In the process of implementing the initial data syncing logic for a mostly offline application I noticed my database abstraction taking a solid 2 minutes for inserting short of 750k rows into a single database table.
I set out to fix this bottleneck.
Problems and Issues
A new issue arose before i could even tackle the aforementioned performance problems: At first I used the spread syntax for a variadic amount of function parameters.
1class Database {
2 async create(...items) {}
3}
4new Database().create(...new Array(750_000));
This polluted the call stack and promptly caused a stack overflow:
1/home/teo/programming_wsl/blog_test/main.js:7
2new Database().create(...new Array(750_000));
3 ^
4
5RangeError: Maximum call stack size exceeded
6 at Object.<anonymous> (/home/teo/programming_wsl/blog_test/main.js:7:16)
7 at Module._compile (node:internal/modules/cjs/loader:1275:14)
8 at Module._extensions..js (node:internal/modules/cjs/loader:1329:10)
9 at Module.load (node:internal/modules/cjs/loader:1133:32)
10 at Module._load (node:internal/modules/cjs/loader:972:12)
11 at Function.executeUserEntryPoint [as runMain] (node:internal/modules/run_main:83:12)
12 at node:internal/main/run_main_module:23:47
13
14Node.js v19.9.0
Believe me this seems obvious in retrospect, but it took me a solid day of combing trough typescript source maps to find the cause.
Takeaway
I will never use the spread operator again - looking at you react.jsFirst Estimates and Benchmarking
Fixing this issue allowed me to call my create
function and pass the rows to
insert in.

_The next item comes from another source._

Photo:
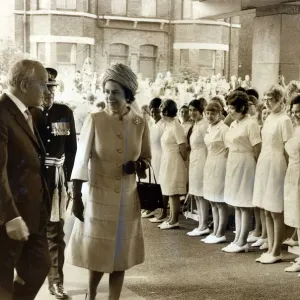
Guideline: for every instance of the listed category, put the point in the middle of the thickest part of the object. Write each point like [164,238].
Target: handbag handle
[149,175]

The first tests were nothing short of disappointing: 57 seconds for
inserting 500k rows, 1min 10 seconds for inserting 750k rows - this was too
slow.
1 async create(items) {
2 return new Promise((res, rej) => {
3 this.connection.serialize(() => {
4 this.connection.run("BEGIN TRANSACTION");
5 for (let i = 0; i < items.length; i++) {
6 try {
7 this.connection.run(
8 "INSERT INTO user (name, age) VALUES (?, ?)",
9 items[i]?.name,
10 items[i]?.age
11 );
12 } catch (e) {
13 this.connection.run("ROLLBACK TRANSACTION");
14 return rej(e);
15 }
16 }
17 this.connection.run("COMMIT");
18 return res();
19 });
20 });
21 }
My next idea was to get specific and reproducible numbers, thus i created a
benchmark, for the simplified create
implementation above, with differing
loads, starting with 10 rows and stopping at a million rows:
1const Database = require("./main.js");
2
3const DB = new Database();
4
5const amount = [10, 100, 1000, 10_000, 100_000, 1_000_000];
6const data = { name: "xnacly", age: 99 };
7
8describe("create", () => {
9 for (const a of amount) {
10 let d = new Array(a).fill(data);
11 test(`create-${a}`, async () => {
12 await DB.create(d);
13 });
14 }
15});
Measured times:
create | |
---|---|
10 rows | 2ms |
100 rows | 1ms |
1,000 rows | 13ms |
10,000 rows | 100ms |
100,000 rows | 1089ms |
1,000,000 rows | 11795ms |
Approaches
My first idea was to omit calls in the hot paths that obviously are contained in the create methods loop for inserting every row passed into it. After taking a look, i notice there are no heavy or even many operations here. How could I improve the database interaction itself? This was the moment I stumbled upon bulk inserts.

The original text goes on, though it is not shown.